I was embarrassed to seek out a drug detox program for my nearly two decade addiction to pills and alcohol, but really it was necessary. My life was increasingly bleak and I was worried about a fatal overdose, the kind where you fall asleep and never wake up. Anna Nicole Smith’s death from pills about ten years ago should have been a wake up call, but it wasn’t because I justified by thinking that I never took that many drugs at once. Still, mixing these two substances is usually a fast path to a coffin and I knew I was flirting with disaster.
It started innocently enough with a back injury and a prescription for muscle relaxers. I started mixing them with beer because it seemed they enhanced the effect. By the time the back injury cleared up, I was using both just to sleep.
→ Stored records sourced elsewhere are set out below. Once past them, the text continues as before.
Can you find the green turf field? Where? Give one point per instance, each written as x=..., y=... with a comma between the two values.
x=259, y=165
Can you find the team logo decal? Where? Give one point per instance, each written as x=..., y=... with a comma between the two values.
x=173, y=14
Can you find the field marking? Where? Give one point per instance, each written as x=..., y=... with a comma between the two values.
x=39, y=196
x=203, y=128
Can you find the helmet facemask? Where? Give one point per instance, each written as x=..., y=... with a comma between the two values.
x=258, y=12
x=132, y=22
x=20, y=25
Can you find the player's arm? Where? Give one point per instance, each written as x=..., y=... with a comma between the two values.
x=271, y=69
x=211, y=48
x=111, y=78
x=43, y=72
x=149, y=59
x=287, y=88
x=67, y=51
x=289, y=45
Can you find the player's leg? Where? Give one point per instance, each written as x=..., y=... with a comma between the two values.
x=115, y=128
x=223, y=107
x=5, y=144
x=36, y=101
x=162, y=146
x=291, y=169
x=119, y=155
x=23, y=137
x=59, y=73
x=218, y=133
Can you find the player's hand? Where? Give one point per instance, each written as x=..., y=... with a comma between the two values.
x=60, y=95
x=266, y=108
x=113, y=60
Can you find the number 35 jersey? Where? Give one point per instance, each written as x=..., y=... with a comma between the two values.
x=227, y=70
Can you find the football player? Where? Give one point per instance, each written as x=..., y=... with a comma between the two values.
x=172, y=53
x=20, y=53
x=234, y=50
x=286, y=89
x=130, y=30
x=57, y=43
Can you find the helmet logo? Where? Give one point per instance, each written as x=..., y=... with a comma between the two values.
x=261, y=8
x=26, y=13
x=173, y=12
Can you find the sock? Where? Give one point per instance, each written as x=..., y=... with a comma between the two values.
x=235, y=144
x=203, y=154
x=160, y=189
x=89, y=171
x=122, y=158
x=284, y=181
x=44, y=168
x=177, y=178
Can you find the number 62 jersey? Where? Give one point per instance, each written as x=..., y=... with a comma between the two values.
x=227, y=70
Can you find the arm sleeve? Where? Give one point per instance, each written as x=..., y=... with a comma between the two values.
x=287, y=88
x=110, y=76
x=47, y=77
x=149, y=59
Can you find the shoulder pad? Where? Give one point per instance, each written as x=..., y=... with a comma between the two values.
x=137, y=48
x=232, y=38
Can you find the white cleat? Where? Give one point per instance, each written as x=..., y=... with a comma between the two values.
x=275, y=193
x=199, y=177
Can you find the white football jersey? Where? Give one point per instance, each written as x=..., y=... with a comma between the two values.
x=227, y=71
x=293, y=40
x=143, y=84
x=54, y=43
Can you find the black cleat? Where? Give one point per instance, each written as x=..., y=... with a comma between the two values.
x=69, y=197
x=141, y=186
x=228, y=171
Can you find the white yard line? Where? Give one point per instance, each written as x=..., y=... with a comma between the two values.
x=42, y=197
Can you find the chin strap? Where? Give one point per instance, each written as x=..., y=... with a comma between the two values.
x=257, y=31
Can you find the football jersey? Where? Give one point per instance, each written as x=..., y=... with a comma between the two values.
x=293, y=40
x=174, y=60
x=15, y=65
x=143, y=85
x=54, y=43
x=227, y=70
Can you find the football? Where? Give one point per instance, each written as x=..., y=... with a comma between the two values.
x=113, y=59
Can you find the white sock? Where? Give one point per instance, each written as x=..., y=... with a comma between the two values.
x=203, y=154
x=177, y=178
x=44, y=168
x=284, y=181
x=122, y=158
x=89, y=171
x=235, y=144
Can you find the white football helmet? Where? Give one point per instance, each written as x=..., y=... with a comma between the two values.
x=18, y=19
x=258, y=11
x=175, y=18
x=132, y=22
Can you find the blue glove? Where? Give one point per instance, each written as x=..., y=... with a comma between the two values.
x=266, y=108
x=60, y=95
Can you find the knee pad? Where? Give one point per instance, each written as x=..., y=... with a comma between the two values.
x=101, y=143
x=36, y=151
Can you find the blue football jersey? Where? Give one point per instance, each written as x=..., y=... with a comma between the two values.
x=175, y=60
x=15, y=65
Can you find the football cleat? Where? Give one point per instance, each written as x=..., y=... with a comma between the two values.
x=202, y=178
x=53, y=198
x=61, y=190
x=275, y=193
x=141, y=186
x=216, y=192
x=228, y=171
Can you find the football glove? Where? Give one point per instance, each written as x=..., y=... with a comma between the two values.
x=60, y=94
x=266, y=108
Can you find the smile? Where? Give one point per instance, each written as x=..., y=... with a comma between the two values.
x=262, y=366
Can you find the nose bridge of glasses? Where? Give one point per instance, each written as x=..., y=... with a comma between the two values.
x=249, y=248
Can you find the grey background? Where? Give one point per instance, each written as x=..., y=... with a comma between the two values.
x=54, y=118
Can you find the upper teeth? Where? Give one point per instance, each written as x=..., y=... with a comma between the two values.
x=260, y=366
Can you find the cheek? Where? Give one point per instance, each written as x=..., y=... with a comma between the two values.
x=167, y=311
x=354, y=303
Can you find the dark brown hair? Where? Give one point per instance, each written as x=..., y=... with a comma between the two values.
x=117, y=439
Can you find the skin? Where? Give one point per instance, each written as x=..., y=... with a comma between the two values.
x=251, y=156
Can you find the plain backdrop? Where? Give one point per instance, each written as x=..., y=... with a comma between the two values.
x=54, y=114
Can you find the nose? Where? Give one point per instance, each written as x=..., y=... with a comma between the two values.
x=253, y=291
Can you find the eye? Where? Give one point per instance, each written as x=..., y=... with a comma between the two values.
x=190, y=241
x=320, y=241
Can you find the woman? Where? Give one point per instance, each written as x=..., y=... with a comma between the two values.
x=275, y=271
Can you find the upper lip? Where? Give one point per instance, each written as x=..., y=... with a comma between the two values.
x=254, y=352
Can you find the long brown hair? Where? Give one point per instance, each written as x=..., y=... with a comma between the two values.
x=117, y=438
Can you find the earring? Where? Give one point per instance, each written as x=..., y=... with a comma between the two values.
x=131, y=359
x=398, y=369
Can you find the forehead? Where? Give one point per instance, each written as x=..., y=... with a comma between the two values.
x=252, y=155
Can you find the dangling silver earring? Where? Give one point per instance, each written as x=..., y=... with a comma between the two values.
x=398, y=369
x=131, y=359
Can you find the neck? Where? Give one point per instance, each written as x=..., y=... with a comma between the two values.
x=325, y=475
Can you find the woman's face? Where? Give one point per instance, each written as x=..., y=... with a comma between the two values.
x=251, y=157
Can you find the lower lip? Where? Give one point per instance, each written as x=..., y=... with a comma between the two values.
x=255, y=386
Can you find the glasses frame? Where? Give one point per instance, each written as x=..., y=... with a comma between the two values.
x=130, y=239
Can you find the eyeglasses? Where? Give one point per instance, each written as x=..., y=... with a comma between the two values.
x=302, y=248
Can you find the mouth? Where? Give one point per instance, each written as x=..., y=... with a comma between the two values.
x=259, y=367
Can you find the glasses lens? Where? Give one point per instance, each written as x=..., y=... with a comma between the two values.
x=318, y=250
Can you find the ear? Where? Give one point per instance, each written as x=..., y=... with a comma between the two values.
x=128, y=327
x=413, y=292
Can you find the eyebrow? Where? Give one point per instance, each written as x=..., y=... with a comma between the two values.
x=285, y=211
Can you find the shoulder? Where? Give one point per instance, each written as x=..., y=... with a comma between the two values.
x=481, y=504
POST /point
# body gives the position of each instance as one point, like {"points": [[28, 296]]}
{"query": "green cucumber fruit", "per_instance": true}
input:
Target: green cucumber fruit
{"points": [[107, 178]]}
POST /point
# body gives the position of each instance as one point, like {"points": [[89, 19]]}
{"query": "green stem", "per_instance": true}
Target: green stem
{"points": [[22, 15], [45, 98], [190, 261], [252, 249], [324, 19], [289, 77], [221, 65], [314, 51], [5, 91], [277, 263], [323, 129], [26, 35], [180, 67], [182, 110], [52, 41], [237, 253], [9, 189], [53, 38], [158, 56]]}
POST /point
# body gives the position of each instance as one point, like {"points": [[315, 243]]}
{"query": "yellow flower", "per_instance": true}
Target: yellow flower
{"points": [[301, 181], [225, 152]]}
As the years went by, they became my constant nighttime companions. I thought about quitting, but my biggest fear was that I wouldn’t be able to sleep for months. I would just lie there in bed becoming more desperate by the hour, and that I would go right back on the two just to get some shut eye.
I finally found a clinic that understood my fears and my embarrassment and they had a concrete plan for getting me off of them. It wasn’t easy, and at first it involved some other drugs that helped with things like anxiety and blood pressure, but in time I was able to not think about drinking and pills. I didn’t suffer horrible withdrawals either. After the detox I was able to take part in the other methods of recovery, which included addressing underlying issues that compelled me to self-medicate. I’m still apprehensive, but I’m doing better and feel far more capable of living my life.